Dec 10, 2025 3 min read

US collecting societies AllTrack and Pro Music Rights “feign legitimacy” says congressman, calls for FTC investigation

Earlier this year the US Copyright Office undertook an inquiry into why there are so many songwriter performing rights organisations in the US. One of the Congress members who prompted that inquiry now wants the FTC to investigate if two of the smaller PROs are employing illegal deceptive practices

US collecting societies AllTrack and Pro Music Rights “feign legitimacy” says congressman, calls for FTC investigation

US Congress member Scott Fitzgerald has asked the Federal Trade Commission to investigate whether two of the American music industry’s smaller collecting societies - AllTrack and Pro Music Rights - are violating laws relating to unfair or deceptive practices. 

He also suggests that the government agency consider issuing guidance on how music licensing organisations can ensure they are complying with those laws. 

Fitzgerald has expressed concerns before about the way the performing rights in songs are licensed in the US, including the fact that there are multiple performing rights organisations each representing different repertoires: so ASCAP, BMI, SESAC and GMR, as well as AllTrack and Pro Music Rights.  

His new letter relates to concerns about how the smaller societies communicate what songs they represent, and allegations that AllTrack and Pro Music Rights are misleading potential licensees. 

“While both entities feign legitimacy”, Fitzgerald writes in a letter to the FTC, “it is unclear whether AllTrack or Pro Music Rights have amassed a repertoire that a licensee would find valuable to its business. Worse, however, it appears both entities may be misrepresenting to licensees the bodies of work they actually manage, thereby pressuring businesses to obtain a performance licence they may not need”.

In most countries a single collecting society represents songwriters and music publishers in those scenarios where collective licensing applies, meaning broadcasters, concert promoters, venues, clubs and bars can get a single blanket licence covering more or less all songs. 

However, in the US, to get a true blanket licence you need separate licences from all the different PROs, including the big two, BMI and ASCAP, as well as SESAC, GMR, AllTrack and Pro Music Rights. 

A recent inquiry by the US Copyright Office - instigated by a letter from three Congress members, including Fitzgerald - considered the increase in the number of PROs over the last fifteen years. 

GMR launched in 2013 to represent premiere league songwriters, while AllTrack - founded in 2017 - aims to service and support independent and grassroots music creators. Pro Music Rights launched in 2018, bringing the total number of US PROs to six.

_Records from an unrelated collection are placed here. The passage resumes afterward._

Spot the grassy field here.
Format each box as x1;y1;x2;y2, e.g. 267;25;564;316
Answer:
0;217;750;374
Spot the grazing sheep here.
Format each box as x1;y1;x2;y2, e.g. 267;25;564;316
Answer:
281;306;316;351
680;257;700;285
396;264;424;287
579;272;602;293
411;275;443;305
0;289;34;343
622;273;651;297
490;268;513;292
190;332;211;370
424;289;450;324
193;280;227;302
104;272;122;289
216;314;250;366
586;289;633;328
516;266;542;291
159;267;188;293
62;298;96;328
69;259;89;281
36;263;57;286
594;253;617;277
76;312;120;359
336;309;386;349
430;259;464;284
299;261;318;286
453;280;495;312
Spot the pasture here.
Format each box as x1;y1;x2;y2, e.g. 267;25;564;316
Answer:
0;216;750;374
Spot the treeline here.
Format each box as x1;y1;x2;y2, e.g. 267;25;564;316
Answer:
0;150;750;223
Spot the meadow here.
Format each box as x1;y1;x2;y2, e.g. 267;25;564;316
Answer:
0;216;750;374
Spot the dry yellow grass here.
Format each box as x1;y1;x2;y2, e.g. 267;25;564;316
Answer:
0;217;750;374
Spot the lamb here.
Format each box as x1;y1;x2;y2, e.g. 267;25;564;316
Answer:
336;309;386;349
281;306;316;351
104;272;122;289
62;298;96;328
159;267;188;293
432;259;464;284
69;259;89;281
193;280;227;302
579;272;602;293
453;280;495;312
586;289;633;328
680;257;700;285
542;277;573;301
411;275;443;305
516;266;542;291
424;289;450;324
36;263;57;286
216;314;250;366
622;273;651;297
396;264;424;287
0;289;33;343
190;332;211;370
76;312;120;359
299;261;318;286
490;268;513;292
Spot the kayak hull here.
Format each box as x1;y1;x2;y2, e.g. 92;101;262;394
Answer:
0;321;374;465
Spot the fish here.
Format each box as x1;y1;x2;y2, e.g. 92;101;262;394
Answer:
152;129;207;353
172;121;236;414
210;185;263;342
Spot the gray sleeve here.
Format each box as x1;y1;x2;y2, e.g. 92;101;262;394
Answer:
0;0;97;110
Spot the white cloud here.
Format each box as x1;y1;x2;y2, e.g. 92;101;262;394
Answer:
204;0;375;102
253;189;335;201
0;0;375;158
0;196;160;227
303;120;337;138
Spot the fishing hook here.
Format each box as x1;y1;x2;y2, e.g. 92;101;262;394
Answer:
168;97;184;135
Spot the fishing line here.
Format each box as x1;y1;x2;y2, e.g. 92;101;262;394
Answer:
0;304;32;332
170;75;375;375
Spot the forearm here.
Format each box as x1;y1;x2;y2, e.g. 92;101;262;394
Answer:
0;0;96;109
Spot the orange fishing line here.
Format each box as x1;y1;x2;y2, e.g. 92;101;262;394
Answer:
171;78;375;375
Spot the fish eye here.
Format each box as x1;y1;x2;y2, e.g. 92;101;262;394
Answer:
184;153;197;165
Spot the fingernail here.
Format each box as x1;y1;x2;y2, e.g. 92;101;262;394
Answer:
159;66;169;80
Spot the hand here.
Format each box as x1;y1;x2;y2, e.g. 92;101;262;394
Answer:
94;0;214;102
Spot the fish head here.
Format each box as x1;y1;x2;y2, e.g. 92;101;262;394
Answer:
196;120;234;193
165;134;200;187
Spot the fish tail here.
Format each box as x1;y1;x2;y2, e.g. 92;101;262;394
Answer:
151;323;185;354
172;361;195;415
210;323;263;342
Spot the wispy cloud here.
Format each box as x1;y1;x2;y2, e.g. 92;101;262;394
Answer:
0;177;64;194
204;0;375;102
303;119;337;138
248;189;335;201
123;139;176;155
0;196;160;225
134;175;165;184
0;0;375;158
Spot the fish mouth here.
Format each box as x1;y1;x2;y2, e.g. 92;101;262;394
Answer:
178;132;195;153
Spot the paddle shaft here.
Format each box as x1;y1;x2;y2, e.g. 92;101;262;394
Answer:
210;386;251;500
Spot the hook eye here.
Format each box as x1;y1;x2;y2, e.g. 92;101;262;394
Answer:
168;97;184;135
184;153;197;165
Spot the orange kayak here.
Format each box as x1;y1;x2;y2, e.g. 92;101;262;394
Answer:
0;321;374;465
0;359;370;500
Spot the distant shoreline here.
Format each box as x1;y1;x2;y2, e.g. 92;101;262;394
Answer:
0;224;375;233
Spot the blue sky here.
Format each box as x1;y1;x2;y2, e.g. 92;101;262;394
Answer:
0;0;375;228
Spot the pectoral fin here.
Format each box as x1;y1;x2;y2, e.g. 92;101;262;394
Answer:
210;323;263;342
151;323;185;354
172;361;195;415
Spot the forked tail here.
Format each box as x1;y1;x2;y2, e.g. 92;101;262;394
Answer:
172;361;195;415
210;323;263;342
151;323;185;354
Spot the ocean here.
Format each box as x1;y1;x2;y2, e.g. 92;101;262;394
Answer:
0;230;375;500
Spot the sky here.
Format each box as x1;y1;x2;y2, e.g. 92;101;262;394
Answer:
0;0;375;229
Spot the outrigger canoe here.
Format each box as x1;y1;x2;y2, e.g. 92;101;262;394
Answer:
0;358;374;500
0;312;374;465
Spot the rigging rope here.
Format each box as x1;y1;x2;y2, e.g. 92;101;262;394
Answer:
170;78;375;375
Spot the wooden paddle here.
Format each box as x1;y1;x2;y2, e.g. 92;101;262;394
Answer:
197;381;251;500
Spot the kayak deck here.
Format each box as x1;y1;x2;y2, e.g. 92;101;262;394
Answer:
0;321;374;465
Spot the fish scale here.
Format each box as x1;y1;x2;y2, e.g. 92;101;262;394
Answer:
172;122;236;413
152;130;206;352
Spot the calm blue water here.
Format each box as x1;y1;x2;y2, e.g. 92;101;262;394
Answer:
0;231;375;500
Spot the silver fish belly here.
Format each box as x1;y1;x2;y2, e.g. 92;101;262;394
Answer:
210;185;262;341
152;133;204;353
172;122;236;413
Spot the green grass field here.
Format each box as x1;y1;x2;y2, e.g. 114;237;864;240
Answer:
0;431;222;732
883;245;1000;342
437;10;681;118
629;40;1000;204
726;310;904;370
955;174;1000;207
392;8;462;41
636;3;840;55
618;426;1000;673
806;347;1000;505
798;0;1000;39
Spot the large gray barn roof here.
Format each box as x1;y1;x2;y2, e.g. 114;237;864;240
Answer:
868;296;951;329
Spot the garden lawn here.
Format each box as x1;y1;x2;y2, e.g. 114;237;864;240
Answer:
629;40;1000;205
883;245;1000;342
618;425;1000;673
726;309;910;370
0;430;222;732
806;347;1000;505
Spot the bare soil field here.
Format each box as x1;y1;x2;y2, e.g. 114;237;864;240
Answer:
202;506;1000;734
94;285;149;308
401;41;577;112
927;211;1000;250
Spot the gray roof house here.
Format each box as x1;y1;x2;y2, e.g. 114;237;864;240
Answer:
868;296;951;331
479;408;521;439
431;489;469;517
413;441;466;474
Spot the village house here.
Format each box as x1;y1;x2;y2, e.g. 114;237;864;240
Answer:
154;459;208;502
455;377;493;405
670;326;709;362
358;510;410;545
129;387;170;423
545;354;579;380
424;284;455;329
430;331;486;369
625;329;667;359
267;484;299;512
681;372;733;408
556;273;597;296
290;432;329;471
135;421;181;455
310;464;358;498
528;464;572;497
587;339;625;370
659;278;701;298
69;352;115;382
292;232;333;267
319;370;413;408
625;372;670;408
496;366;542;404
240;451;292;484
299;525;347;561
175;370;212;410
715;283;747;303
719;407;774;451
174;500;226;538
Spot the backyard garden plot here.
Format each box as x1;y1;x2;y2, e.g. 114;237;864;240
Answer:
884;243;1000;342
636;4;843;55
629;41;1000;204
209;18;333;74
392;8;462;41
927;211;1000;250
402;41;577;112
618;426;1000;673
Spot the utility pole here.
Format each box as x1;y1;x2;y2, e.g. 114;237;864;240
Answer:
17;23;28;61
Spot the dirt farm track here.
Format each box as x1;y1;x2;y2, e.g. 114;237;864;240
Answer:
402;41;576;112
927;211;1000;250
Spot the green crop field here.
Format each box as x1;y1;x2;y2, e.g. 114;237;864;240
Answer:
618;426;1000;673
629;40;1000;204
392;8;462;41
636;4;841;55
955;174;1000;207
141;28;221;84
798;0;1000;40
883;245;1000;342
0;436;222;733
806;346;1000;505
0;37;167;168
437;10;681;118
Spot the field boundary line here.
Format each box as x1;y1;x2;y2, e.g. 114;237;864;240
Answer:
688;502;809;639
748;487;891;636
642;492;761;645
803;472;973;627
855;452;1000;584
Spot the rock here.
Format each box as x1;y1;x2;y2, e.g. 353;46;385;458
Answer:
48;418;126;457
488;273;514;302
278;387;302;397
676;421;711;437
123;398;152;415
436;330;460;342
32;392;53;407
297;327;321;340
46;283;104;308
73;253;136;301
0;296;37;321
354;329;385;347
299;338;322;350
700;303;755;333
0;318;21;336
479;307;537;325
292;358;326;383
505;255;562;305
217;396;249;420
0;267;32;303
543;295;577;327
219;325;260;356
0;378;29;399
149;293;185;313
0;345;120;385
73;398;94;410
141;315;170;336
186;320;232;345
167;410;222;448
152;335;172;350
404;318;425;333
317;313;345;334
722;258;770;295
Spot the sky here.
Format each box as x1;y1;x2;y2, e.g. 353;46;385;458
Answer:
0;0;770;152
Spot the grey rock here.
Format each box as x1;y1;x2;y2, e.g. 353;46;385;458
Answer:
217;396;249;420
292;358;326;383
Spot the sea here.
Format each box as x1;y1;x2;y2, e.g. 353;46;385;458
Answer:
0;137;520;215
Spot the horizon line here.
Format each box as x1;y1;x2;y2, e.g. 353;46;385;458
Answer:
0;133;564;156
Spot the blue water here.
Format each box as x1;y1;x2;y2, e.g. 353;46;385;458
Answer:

Last month the Copyright Office sent a summary of the responses it received to its inquiry to Fitzgerald and his colleagues in Congress. It didn’t propose any particular reforms for how collective licensing works, but stressed that licensees would like a “central, authoritative repertoire database” so they can identify what songs are controlled by what societies, and therefore what licences they require. 

The Copyright Office's letter also noted the recent announcement that SESAC and GMR are joining Songview, the existing portal that already combines ASCAP and BMI songs data. However, both AllTrack and Pro Music Rights still sit outside that combined database. And, the Copyright Office added, there are particular “accessibility and transparency” issues about those two organisation’s respective repertoires. 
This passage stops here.